Within the other SEP detail, Fed officials will probably reduce their expectation for GDP growth in 2022 and 2023 (previously 1.7% in both years) given the contraction over the first half of the year and the impact of extra monetary tightening. But while the probability of recession is high, the SEP seems highly unlikely to signal an outright decline in GDP. Similarly, the projections are likely to show only a modest increase in the expected unemployment rate. At the same time, due to ongoing inflation persistence, the FOMC members will continue to signal the likelihood that the core PCE deflator rate remains above its 2.0% target through 2024. Please read the latest weekly comment from our colleagues in Daiwa America for further discussion.
French retail sales on track for drop in Q3
Ahead of a quiet day for euro area economic data, this morning’s Bank of France retail sales survey pointed to a likely notable drop in spending on goods over the third quarter. The survey measure of sales volumes dropped only 0.3%M/M in August. However, that marked the third successive drop. And due to a big step down in June, French retail sales fell 3.1%3M/3M. The volume of sales of manufactured items was down a steep 5.3%3M/3M but sales of food were broadly stable despite significant price pressures. While overall spending on goods looks set to have dropped in Q3, however, spending on services likely continued to grow, not least due to the rebound in tourism. As a result, the Bank of France forecasts GDP growth of 0.3%Q/Q this quarter; we are a touch more downbeat than that at 0.1%Q/Q.

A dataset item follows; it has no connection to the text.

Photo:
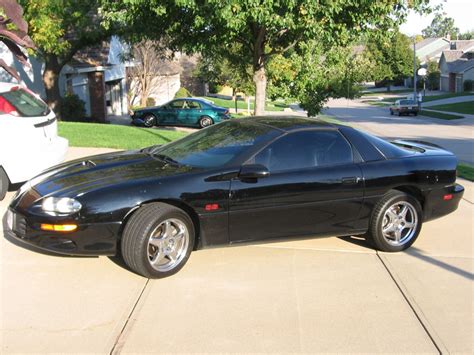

CBI survey to provide an update on UK manufacturing output, demand and firms’ assessments of selling prices
Later this morning will also see the release of the CBI’s latest industrial trends survey, which will provide an update on manufacturing conditions, including output over the past three months, new orders and firms’ assessments of selling prices over the year ahead. The latter indicator will probably be of most interest to the BoE as the MPC meets to decide rates ahead of tomorrow’s announcement.
Existing home sales data to come from the US
Before the FOMC announcement, the US dataflow will bring August existing home sales data. Contrasting yesterday’s unexpectedly vigorous rebound in housing starts, existing home sales are expected to drop for a seventh successive month reflecting the ongoing squeeze to affordability due to Fed tightening and past strong price growth. However, our colleagues expect a smaller drop than the consensus, of just 1.2%M/M.